The divisional round of the NFL playoffs meant a great deal for the Bears, their future and maybe even their past.

Here's what the Bears, and their coaches of the past and future should have learned from the divisional playoffs.

1. Sin of the Past

It's almost halftime, time left for one more Eagles play, and the Rams see it's coming. That would be the Hail Mary.

What did Sean McVay do? He called a timeout after the Eagles had lined up.

What do you know?

Then, when they actually ran the play, the Rams sent a blitz. They sent one extra pass rusher, five defenders coming at Jalen Hurts and Jared Verse sacked him before the Hail Mary could even be thrown.

Imagine that.

Somewhere, for his own sake, you hope Matt Eberflus was watching.
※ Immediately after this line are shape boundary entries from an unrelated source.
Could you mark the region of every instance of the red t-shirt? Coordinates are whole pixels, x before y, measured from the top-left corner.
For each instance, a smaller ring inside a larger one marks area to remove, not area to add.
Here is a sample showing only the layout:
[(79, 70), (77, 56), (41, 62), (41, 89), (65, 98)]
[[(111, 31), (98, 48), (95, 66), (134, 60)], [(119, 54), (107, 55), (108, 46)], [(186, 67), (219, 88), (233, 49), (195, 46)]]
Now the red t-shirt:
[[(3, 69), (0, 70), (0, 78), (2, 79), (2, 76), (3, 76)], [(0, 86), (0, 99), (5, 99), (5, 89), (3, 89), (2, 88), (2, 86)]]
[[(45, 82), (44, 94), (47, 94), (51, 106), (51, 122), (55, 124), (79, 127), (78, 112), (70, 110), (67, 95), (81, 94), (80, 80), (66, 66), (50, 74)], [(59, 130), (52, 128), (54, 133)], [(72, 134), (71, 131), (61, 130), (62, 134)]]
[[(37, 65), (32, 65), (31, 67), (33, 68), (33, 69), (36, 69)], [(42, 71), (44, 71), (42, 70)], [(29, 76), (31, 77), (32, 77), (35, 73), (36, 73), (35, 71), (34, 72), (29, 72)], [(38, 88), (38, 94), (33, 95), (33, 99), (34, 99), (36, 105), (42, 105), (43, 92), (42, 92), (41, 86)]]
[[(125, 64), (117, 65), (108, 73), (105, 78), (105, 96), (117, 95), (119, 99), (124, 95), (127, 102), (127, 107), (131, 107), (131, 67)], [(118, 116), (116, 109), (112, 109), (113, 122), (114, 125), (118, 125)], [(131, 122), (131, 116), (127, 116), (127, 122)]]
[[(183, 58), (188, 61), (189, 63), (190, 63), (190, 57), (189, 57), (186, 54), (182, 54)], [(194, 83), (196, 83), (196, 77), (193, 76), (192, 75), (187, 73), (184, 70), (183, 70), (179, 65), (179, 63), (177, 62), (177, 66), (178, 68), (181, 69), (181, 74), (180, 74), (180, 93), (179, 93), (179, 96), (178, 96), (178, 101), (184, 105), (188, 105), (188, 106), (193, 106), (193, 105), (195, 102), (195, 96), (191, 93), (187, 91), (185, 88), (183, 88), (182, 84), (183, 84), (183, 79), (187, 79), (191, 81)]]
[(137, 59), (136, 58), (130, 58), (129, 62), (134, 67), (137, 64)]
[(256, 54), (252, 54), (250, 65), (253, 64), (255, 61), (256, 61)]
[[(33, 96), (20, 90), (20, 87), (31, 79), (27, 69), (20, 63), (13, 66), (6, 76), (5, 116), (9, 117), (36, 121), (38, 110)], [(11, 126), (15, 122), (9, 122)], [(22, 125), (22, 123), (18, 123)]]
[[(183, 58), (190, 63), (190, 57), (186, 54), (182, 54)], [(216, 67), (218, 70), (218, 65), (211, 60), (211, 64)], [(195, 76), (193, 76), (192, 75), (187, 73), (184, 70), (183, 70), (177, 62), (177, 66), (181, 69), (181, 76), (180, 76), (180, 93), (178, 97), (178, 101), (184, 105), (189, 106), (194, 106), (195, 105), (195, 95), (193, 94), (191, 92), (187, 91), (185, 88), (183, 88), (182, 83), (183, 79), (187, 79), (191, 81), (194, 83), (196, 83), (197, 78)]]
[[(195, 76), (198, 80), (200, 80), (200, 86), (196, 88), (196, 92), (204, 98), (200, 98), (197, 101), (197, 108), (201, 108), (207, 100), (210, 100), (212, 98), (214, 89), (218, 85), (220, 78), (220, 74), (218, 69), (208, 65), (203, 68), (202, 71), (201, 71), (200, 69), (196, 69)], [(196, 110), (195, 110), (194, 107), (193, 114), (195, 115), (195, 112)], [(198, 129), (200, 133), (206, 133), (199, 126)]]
Or, considering he keeps interviewing for defensive coordinator jobs, you hope he wasn't because at some point the Bears will probably face one of his defenses again.

2. Forget the roof

After watching the Eagles-Rams game, check that domed stadium at the old hospital, in the parking lot or at the racetrack.

Build the outdoor stadium. It's more fun watching guys getting cold and wet, drop things and slide. It's much more interesting, especially if you just sit at home and watch it on TV instead of going out in the cold.

3. Over the Kliff

Maybe, before racing off over the cliff after Ben Johnson, the Bears should slow things down a bit and wait to talk to Kliff Kingsbury.

The past relationship in the 2023 season with Caleb Williams at USC aside, Kingsbury's offense scored 38 of the 45 points against a defense that was missing many players but one that had just held the vaunted Vikings offense of Kevin O'Connell to nine points to close the regular season.

The great fear Kingsbury was somehow running a college Air-Raid offense couldn't be further from the truth. Sure, he had Jayden Daniels, but go back and watch the game film and you see Daniels completing very few passes downfield. They're mostly short passes, screens, slants mixed in with the occasional deep ball. And the idea that Daniels' running is the entire Commanders running attack was and is entirely false. Daniels had one 15-yard run and then 15 runs for 36 yards, or 2.4 yards a carry.

What Daniels did best and has all year is play smart football. He doesn't have the monopoly on this.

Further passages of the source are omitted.